He sighed. “Seems Pourdry’s gone on offense. What’s the plan?”
“Checker’s doing some more research into his front businesses,” I said shortly. “Once we get a lead, we’ll offense right back.”
“Your MO, always so elegant.”
“When did you get so sarcastic?” Jesus, I wished it were more elegant. “Elegance would be fighting back at the goddamn root. One bad guy here, one there—it’s ass-backward. On the scale of … we’re doing fucking nothing, you know that?”
I expected Arthur to argue back that at least we were making a difference to the people we helped, as paltry as that number was. Or gently tell me off for biting his head off when he wasn’t the one I should be mad at.
Instead, he said quietly, “I know.”
The anger and powerlessness that had been building in me deflated just a little.

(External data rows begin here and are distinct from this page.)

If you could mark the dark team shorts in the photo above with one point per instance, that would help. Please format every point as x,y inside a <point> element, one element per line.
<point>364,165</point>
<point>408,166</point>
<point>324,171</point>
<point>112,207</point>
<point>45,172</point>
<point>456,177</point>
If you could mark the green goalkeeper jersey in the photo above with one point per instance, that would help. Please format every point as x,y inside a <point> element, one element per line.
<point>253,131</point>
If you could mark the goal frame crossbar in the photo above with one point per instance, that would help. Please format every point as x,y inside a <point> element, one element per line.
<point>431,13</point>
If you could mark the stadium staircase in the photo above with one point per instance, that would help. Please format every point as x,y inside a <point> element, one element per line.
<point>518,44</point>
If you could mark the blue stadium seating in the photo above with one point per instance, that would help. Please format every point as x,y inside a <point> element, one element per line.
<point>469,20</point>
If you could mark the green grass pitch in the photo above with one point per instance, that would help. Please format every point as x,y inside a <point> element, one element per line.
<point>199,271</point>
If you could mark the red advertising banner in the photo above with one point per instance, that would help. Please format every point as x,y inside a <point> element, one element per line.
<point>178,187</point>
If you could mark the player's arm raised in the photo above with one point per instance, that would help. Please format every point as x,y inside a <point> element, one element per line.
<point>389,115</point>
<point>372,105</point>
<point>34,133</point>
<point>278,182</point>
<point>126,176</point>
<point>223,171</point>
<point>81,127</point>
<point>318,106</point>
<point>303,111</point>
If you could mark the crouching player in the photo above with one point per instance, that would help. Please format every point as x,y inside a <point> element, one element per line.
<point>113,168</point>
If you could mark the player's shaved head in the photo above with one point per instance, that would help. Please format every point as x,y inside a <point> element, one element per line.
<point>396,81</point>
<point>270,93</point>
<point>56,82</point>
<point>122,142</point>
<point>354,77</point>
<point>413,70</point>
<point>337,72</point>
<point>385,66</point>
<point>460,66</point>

At least I wasn’t the only one who saw the fucking problem.
And Arthur was a smart guy. “All those maps you were looking at,” he went on. “That got something to do with this?”
I studied the road. “Yeah.”
There were plenty of good reasons not to tell Arthur what I was working on, the first and foremost of which was that there was a better than even chance he’d side with Checker and try to stop me. Arthur had tried to stop me from doing things a couple of times in the past, and I’d always plowed right through his moral stance with a nice fuck-you and done them anyway. It usually resulted in people getting killed.
He was a hard man to read, but I was pretty sure he wasn’t going to keep tolerating it. I’d promised him I’d try to stop doing that shit.
But more than that …
Everything was wrong, nothing I did made a damn difference, I didn’t trust my own mind, and for the first time in my life I wanted to hear someone say this was a good idea before seeing it all the way through. I was unmoored in space with my brain folding in and a telepath lurking in my rearview, and God help me but I wanted Arthur to tell me we could do something about it.
I licked my lips. “I think … I think I might have a way to clothesline the crime rate.”
“Yeah?”
I explained.
Arthur let me talk without interruption as I outlined the plan: Arkacite technology, my math, and metropolitan Los Angeles as a testing ground. I kept my eyes on the road, steadily framing out his reaction. If he said we shouldn’t—if he shot this plan down the way Checker had—what other options did I have to fight against all this? What was left to try?
“And I think Pilar’s right,” I finished out my summary. “The technology, they had it functioning. It was just a matter of the mathematics.”
“How does it work?” Arthur asked. I couldn’t tell yet from his tone what he thought.
“I don’t have the technical specs yet, but I can give you the report summaries.” I made an effort to keep my voice calm. Reasonable. “First, they discovered the unique brain pattern that comes from the deindividuation state. You know about brain waves, right?”
“Know they exist.”
“We’ve been able to categorize brain waves for a while—what they look like in the normal waking state, for instance, or what they look like in deep sleep. But the researchers figured out the unique Fourier series—or rather, the narrow range of Fourier series—”
“English, Russell.”
“They managed to pick up what the brain is doing when you hit that deindividuated state. The mathematical characteristics of the brain waves.”
“And then what?”
“It turns out brain entrainment has been around for a long time,” I said. The science was making the explanation easier. I concentrated on the black and white, the facts that existed outside of morals or responsibility. “People have discovered all sorts of ways to get a subject’s brain frequencies to align with an imposed frequency. Like, they’ll play beats in the subject’s ears and get their brain frequencies to slow down to a more meditative state.”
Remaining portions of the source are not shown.